The precious cargo is unpacked and cataloged under the watchful eye of curator Kevin Righter.
"They're frozen from the time they're collected and returned, all along the legs of the journey to get to Houston," he said.
Each sample is carefully examined and given a name based on where it was found.
Righter showed Braver an example of a Martian meteorite: "This sample is Elephant Moraine 79001. It's a basaltic rock from Mars."
In fact, it was studying a Martian meteorite found in Antarctica that led scientists to the discovery that there was once water on mars. And though these ugly duckings may all look similar to the naked eye, each meteorite has different chemical and mineral contents.
Under a polarizing microscope, they are as beautiful as stained glass windows.

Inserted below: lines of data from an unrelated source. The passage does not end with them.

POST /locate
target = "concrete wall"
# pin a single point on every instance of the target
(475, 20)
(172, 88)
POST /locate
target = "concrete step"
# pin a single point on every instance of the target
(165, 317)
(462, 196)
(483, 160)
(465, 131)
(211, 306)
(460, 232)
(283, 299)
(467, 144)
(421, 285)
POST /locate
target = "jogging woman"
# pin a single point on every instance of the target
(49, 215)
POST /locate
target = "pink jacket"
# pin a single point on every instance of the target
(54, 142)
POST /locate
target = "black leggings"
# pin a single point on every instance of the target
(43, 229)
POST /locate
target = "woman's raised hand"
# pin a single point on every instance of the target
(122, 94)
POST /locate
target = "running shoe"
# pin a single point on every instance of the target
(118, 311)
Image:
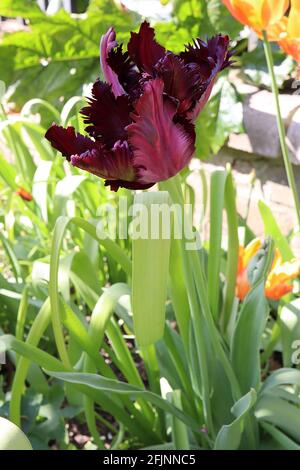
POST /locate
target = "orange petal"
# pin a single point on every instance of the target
(294, 20)
(278, 291)
(272, 11)
(251, 250)
(240, 10)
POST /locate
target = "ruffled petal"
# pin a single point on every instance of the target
(180, 80)
(161, 147)
(206, 61)
(67, 141)
(144, 50)
(126, 70)
(113, 165)
(108, 42)
(106, 115)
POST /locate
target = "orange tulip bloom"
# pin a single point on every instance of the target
(277, 284)
(287, 32)
(258, 14)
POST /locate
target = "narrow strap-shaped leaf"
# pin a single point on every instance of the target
(114, 386)
(229, 436)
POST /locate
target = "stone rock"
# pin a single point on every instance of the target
(260, 121)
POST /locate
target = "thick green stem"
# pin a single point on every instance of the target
(281, 128)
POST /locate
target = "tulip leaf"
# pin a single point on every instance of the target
(255, 70)
(229, 436)
(98, 382)
(289, 321)
(284, 376)
(222, 115)
(280, 413)
(246, 340)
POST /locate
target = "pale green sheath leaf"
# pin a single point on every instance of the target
(150, 264)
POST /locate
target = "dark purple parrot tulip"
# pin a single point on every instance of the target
(140, 121)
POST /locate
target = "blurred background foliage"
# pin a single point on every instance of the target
(57, 55)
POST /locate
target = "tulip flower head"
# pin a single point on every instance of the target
(278, 281)
(257, 14)
(140, 122)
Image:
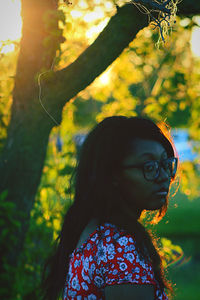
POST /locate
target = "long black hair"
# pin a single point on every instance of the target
(96, 197)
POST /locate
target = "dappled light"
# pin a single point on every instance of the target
(161, 83)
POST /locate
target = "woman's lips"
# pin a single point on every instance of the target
(162, 193)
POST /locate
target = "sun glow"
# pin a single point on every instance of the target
(10, 24)
(195, 41)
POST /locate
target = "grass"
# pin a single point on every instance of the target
(182, 226)
(182, 218)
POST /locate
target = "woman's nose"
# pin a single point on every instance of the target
(163, 175)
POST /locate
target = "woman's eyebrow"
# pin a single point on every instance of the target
(152, 155)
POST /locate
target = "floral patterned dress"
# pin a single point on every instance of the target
(107, 257)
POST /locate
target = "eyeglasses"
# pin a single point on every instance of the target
(151, 169)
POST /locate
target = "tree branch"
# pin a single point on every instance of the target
(188, 8)
(120, 31)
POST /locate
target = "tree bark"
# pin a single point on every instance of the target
(23, 156)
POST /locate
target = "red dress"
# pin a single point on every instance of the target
(107, 257)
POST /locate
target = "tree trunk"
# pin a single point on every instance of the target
(24, 153)
(23, 156)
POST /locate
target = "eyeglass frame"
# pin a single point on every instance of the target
(159, 163)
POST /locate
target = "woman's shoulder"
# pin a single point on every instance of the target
(105, 237)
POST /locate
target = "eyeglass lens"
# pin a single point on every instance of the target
(151, 169)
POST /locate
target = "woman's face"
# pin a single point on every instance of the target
(138, 193)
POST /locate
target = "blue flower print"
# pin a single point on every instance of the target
(86, 264)
(101, 253)
(131, 248)
(110, 257)
(108, 239)
(115, 272)
(137, 270)
(123, 241)
(98, 281)
(77, 263)
(92, 297)
(84, 276)
(84, 286)
(88, 246)
(111, 249)
(75, 283)
(122, 266)
(72, 293)
(130, 257)
(107, 232)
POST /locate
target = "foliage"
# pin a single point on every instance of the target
(141, 81)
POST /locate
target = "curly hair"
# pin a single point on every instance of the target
(103, 149)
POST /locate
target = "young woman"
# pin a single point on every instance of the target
(126, 166)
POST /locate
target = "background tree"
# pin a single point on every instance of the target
(22, 157)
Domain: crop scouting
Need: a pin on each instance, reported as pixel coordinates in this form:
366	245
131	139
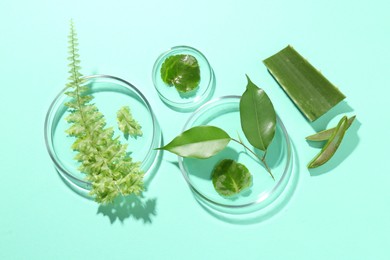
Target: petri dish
189	101
110	94
223	112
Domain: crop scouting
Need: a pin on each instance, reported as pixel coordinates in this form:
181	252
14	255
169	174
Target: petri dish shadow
269	211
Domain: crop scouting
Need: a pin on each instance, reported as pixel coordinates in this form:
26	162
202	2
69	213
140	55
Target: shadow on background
347	146
269	211
134	206
266	212
138	207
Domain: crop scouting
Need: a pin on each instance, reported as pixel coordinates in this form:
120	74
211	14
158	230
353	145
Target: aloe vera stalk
326	134
331	146
311	92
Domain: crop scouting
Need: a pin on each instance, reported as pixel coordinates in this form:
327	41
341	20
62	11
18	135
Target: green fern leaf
127	124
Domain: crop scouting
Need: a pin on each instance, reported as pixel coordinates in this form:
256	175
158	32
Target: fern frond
103	158
127	124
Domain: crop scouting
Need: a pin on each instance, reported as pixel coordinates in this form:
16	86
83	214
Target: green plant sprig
103	158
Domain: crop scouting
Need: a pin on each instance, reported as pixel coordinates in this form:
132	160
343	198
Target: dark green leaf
331	146
230	177
199	142
258	117
326	134
311	92
181	71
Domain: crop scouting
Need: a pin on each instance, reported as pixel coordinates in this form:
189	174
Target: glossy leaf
230	178
258	117
181	71
326	134
199	142
311	92
331	146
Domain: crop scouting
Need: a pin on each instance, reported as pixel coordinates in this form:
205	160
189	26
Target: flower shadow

But it's what they may someday tell us that really matters:
"I would say that the study of meteorites is akin to where biology was in the pre-Darwin area," said Harvey. "We're bringing back all sorts of funky, new creatures, and we're trying to fit them into a framework and understand how one relates to another."

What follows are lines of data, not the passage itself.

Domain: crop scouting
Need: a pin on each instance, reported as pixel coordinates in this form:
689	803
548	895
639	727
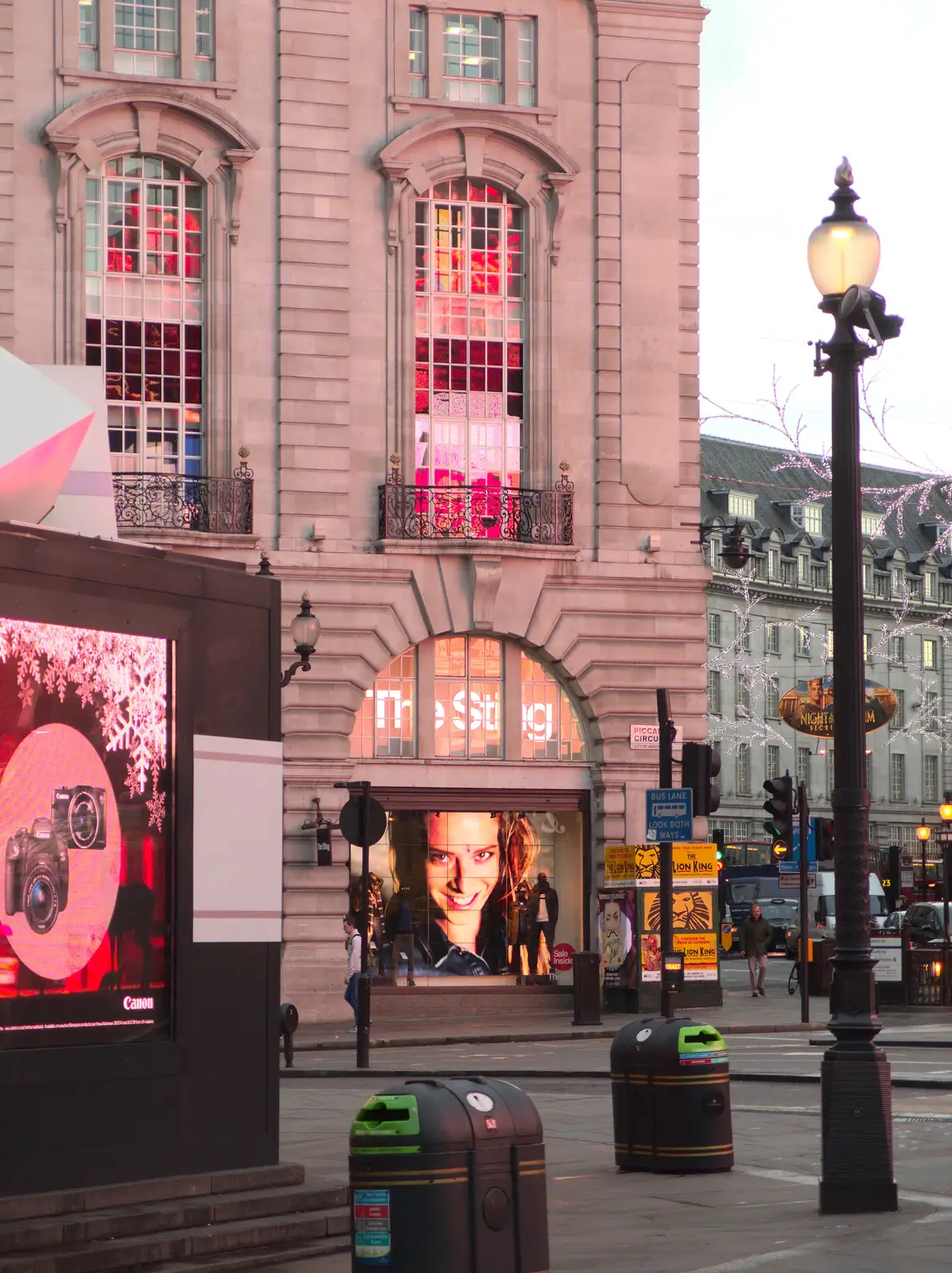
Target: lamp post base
857	1124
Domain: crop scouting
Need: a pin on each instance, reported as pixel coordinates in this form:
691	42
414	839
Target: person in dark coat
542	916
756	940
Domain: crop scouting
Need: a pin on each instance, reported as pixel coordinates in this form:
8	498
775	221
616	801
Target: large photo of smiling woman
464	871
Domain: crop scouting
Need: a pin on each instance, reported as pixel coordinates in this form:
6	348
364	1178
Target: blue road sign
668	815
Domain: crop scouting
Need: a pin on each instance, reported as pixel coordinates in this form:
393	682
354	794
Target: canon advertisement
86	833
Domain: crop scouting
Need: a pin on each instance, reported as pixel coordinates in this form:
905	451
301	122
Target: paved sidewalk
760	1216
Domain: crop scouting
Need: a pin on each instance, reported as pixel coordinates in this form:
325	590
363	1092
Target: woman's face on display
462	861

Since the Antarctic program began in 1976, it's cost about $25 million. The Curiosity rover mission now analyzing samples on the surface of Mars cost about $2.5 billion -- and won't even bring back any material to Earth.
"This is a way to get a piece of Mars that costs us a millionth of what that project might cost," said Harvey. "Poor person's space mission."
The Antarctic missions have brought back more than 20,000 meteorites, and the program has loaned thousands of samples to researchers all over the world who are trying to make discoveries about the evolution of planets and stars.
Still, at the Smithsonian, Antarctic meteorite curator Cari Corrigan and her colleague Linda Wellzenbach are well aware that some members of Congress want to shut down the project.
"That's very disheartening to me, because I think that's not looking at the big picture," said Corrigan. "This silly little rock that it looks like you could just pick up in your back yard can tell us four billion years of history of the solar system."
As you might expect, there's major interest at the Smithsonian in what happened in Russia. And keep in mind, Friday's Russian meteor is estimated at about 50 feet in diameter, versus more than six miles across for the one believed to have wiped out the dinosaurs. So could something even worse ever be headed out way?
"There're a lot of large objects out there," said Wellzenbach. "And at any time, they can be put into the inner solar system and intersect Earth's orbit. So the answer is, it could happen."
But the unsettling reality is, there's nothing researchers could do anything about.
So they are far more focused on solving the puzzle of how the solar system formed.
"it's a daunting task, sure," laughed Corrigan.
"It is," said Wellzenbach. "But I think that the excitement of finding the next thing and the new questions that are generated from that next thing, is what keeps us going. The picture does become slightly clearer each and every time we find something new."